Just consider the day we looked out the window in the middle of February and saw 10 flocking together in our driveway – and believe me, we were a long way from the end of winter. There were more on the snow on the other side of the house, too.

The true bird of spring tidings is the buzzard. That’s right, the one more properly called a turkey vulture, back from wintering in Florida. (I happen to think there’s a lot of symbolism there. And they call the senior citizens “snow birds”? Maybe a better term would be “bait.”)

Yes, you can observe the stray vulture around here in the middle of winter, but they arrive in numbers just as the air’s turning from the depths.
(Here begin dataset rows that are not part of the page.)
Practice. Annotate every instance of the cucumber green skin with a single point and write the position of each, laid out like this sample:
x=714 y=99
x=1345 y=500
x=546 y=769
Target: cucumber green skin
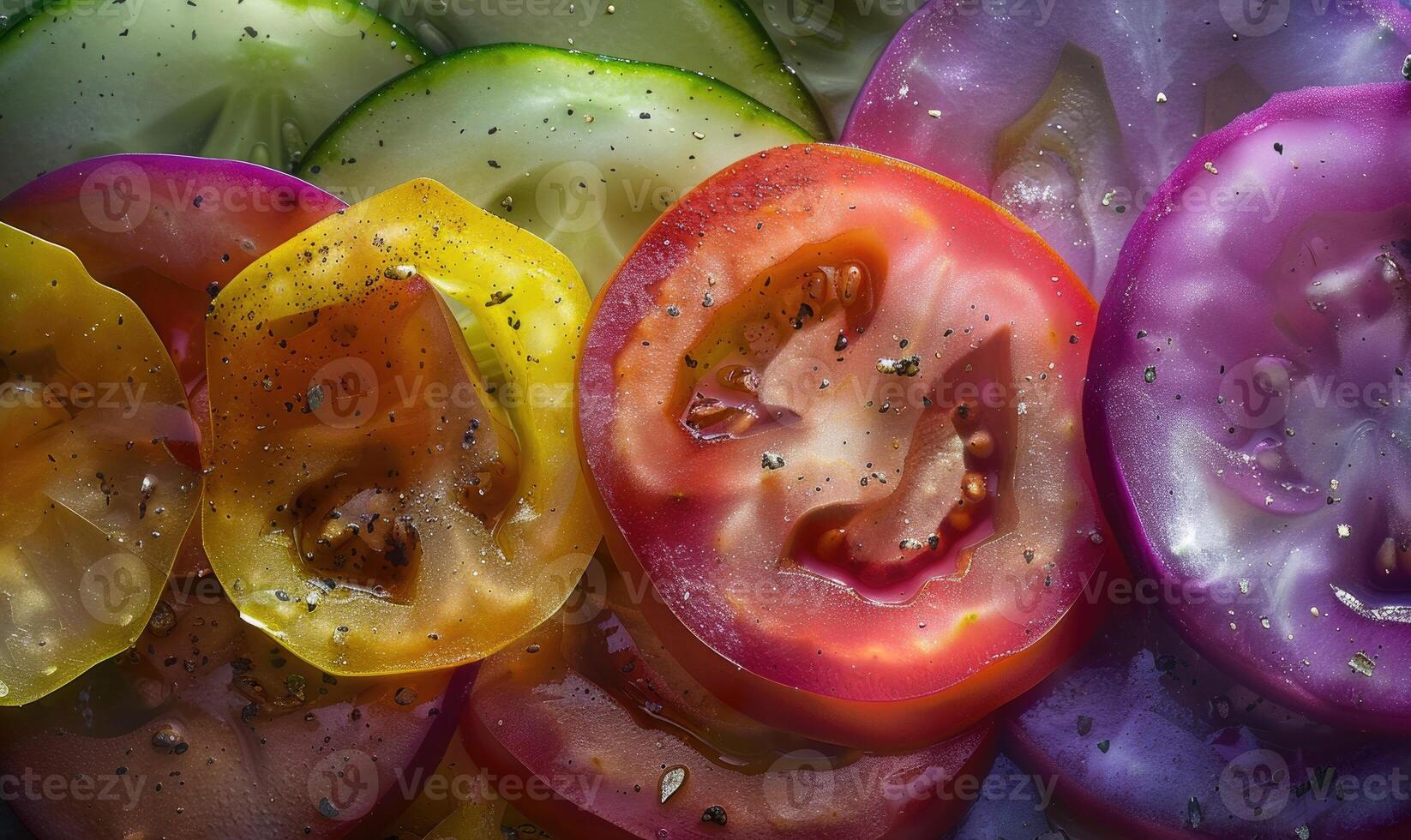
x=13 y=12
x=103 y=78
x=508 y=129
x=720 y=39
x=836 y=44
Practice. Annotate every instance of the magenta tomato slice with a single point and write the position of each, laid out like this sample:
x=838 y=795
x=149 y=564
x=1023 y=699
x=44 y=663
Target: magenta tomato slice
x=832 y=410
x=207 y=728
x=1072 y=115
x=1246 y=403
x=1144 y=737
x=591 y=729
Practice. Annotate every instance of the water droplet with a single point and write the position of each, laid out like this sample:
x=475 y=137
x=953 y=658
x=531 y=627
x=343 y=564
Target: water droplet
x=672 y=781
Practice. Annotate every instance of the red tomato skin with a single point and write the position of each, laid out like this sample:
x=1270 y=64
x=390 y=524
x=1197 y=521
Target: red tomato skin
x=892 y=724
x=561 y=818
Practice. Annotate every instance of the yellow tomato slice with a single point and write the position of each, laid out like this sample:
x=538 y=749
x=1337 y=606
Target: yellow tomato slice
x=471 y=820
x=375 y=503
x=96 y=504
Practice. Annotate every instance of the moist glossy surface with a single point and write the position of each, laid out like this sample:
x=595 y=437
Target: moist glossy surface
x=375 y=501
x=1072 y=115
x=1144 y=737
x=207 y=728
x=92 y=418
x=832 y=407
x=611 y=737
x=1246 y=403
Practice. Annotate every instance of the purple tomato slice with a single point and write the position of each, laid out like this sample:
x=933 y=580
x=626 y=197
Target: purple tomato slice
x=832 y=408
x=1072 y=115
x=1009 y=804
x=591 y=729
x=207 y=728
x=1246 y=403
x=1144 y=737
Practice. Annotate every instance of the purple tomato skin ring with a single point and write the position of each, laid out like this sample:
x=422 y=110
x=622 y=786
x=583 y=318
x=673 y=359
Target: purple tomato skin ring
x=1072 y=115
x=1139 y=735
x=1246 y=403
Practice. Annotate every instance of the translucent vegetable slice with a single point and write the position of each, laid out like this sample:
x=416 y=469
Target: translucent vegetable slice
x=580 y=150
x=96 y=501
x=714 y=37
x=832 y=410
x=1072 y=115
x=255 y=81
x=609 y=735
x=1246 y=403
x=832 y=44
x=168 y=231
x=375 y=503
x=207 y=729
x=1144 y=737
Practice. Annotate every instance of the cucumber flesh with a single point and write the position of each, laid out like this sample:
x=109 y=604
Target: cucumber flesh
x=832 y=44
x=585 y=152
x=253 y=81
x=13 y=12
x=716 y=37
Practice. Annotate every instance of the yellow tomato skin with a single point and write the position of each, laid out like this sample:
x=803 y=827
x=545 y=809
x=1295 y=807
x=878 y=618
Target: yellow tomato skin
x=96 y=501
x=382 y=497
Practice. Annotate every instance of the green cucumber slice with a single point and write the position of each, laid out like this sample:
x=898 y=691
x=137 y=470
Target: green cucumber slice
x=720 y=39
x=832 y=44
x=581 y=150
x=255 y=81
x=13 y=12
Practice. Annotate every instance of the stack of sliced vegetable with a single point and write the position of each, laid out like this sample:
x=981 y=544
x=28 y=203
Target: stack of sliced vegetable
x=447 y=420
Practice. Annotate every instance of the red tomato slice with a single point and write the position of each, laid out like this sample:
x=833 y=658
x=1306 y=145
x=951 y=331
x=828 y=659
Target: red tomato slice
x=591 y=729
x=209 y=729
x=832 y=408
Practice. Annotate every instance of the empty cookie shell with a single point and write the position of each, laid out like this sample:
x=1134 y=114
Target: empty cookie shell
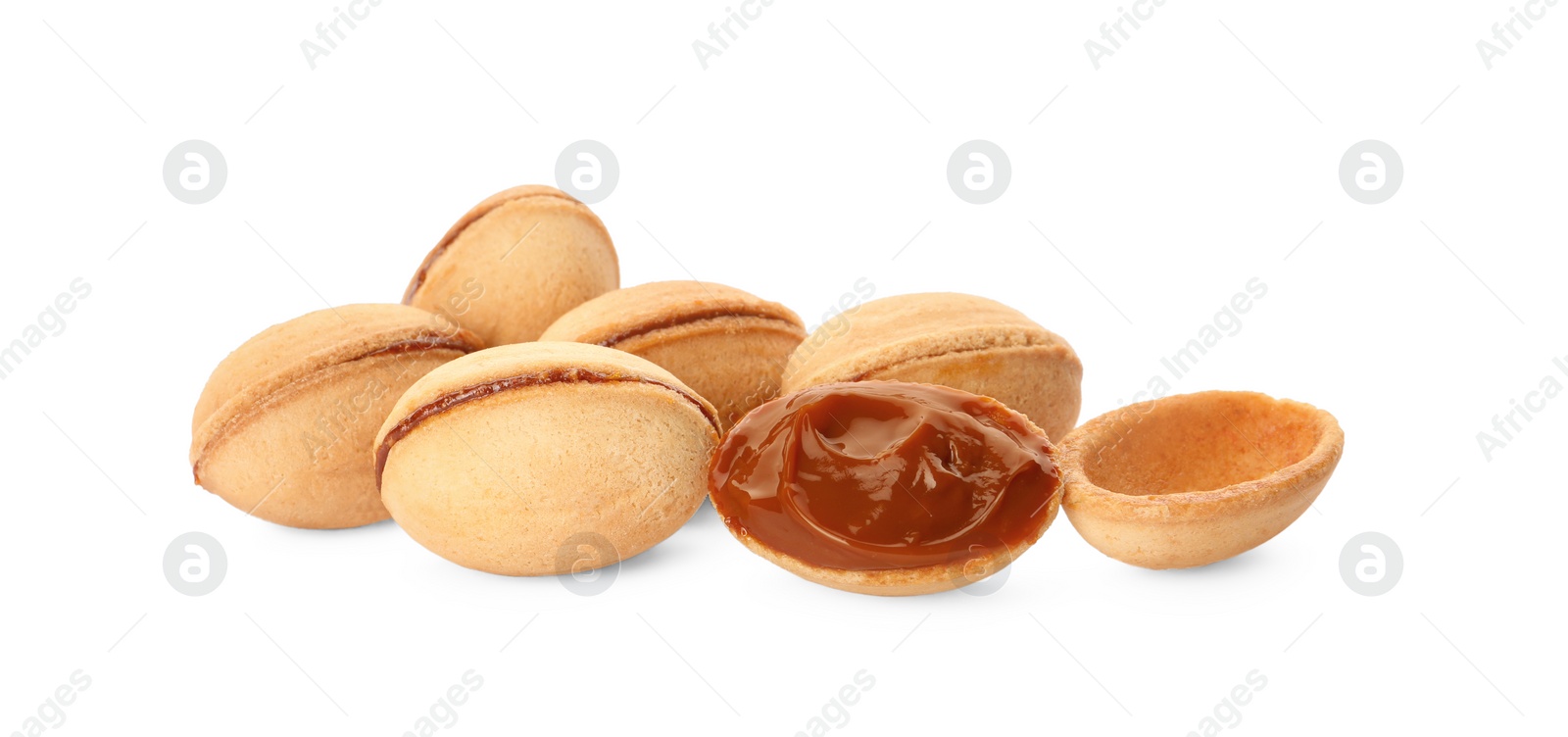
x=286 y=423
x=545 y=459
x=723 y=342
x=960 y=341
x=516 y=263
x=1196 y=478
x=886 y=488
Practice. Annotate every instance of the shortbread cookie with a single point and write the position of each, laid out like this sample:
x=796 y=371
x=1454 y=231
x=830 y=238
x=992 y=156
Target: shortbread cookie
x=958 y=341
x=545 y=459
x=516 y=263
x=1196 y=478
x=284 y=428
x=723 y=342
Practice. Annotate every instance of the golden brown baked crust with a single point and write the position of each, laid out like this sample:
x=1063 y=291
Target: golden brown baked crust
x=284 y=425
x=516 y=261
x=960 y=341
x=553 y=441
x=726 y=344
x=1194 y=478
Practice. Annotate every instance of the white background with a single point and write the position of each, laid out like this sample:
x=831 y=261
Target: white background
x=804 y=159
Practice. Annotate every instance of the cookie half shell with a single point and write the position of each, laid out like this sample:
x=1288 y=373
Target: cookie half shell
x=1196 y=478
x=960 y=341
x=514 y=264
x=726 y=344
x=286 y=425
x=545 y=459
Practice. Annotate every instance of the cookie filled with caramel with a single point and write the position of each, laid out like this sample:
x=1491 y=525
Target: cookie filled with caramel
x=886 y=488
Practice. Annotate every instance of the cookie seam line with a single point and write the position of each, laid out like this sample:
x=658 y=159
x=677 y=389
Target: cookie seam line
x=485 y=389
x=420 y=342
x=651 y=326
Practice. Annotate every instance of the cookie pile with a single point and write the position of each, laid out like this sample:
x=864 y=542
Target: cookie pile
x=519 y=408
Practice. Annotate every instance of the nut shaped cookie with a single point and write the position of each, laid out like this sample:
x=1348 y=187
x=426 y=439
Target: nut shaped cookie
x=960 y=341
x=1196 y=478
x=516 y=263
x=545 y=459
x=723 y=342
x=286 y=425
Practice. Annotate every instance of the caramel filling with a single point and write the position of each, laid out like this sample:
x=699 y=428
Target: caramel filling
x=457 y=397
x=885 y=475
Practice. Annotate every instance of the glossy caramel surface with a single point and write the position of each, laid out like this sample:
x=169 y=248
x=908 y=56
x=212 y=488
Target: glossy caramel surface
x=885 y=475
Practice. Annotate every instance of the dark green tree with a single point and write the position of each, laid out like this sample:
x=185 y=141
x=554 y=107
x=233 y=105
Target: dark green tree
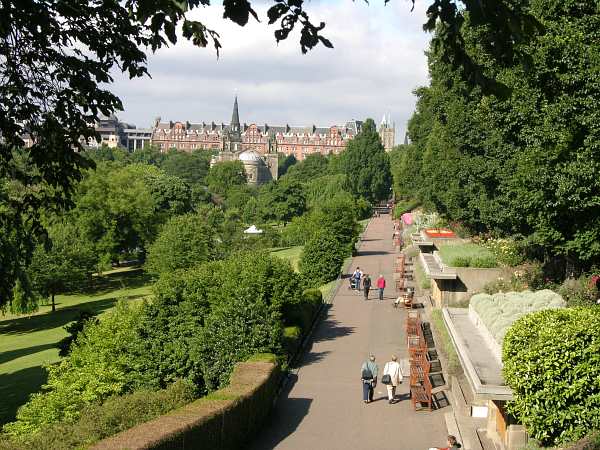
x=367 y=165
x=282 y=200
x=191 y=167
x=322 y=258
x=183 y=242
x=66 y=265
x=225 y=175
Sometimes it’s just as the last snow of the year is melting, in years like this when we’ve had a heavy and sustained pack build. Doesn’t matter, really. Somehow, they know.

Unlike the robins.

GLIMPSED FROM THE FREEWAY

When I grew up in the heavily farmed Midwest, a beaver dam or lodge was a rarity, an awe-inspiring emblem of wilderness.

But if you pay attention while driving the freeways around here – including those near Boston – you’ll catch a glimpse of a beaver lodge and then recognize the surrounding pond, frequently soon followed by another.

The sight reminds me of a wonderful documentary I once watched on public television. The program followed the life of a beaver colony through an entire year, and then, at the very end of the hour, the camera pulled back from the dam and lodge to reveal a busy limited access highway at the edge of the pond.

It’s enough to make me appreciate both kinds of engineering.

This beaver lodge appears to sit securely in remote wilderness ...
This beaver lodge appears to sit securely in remote wilderness …
... until you turn around to see it's built right at the side of a busy freeway.
… until you turn around to see it’s built right at the side of a busy freeway.
Further back in the pond is the large lodge that first invited me to pull over to the side of the road.
Further back in the pond is the large lodge that first invited me to pull over to the side of the road.

 

HUNTER-GATHERER DIMENSIONS

As I told them: 

Although Jnana does not hunt, he observes points at which ancient traditions – including hunting and gathering – influence modern religious practices, meditation high among them. Jnana also acknowledges the role organized sportsmen have performed in restoring populations of wildlife, and has learned from hunters eminently adept at reading animals’ ways in the field. These days, living in New Hampshire, he keeps an eye open for moose rather than elk along the highway.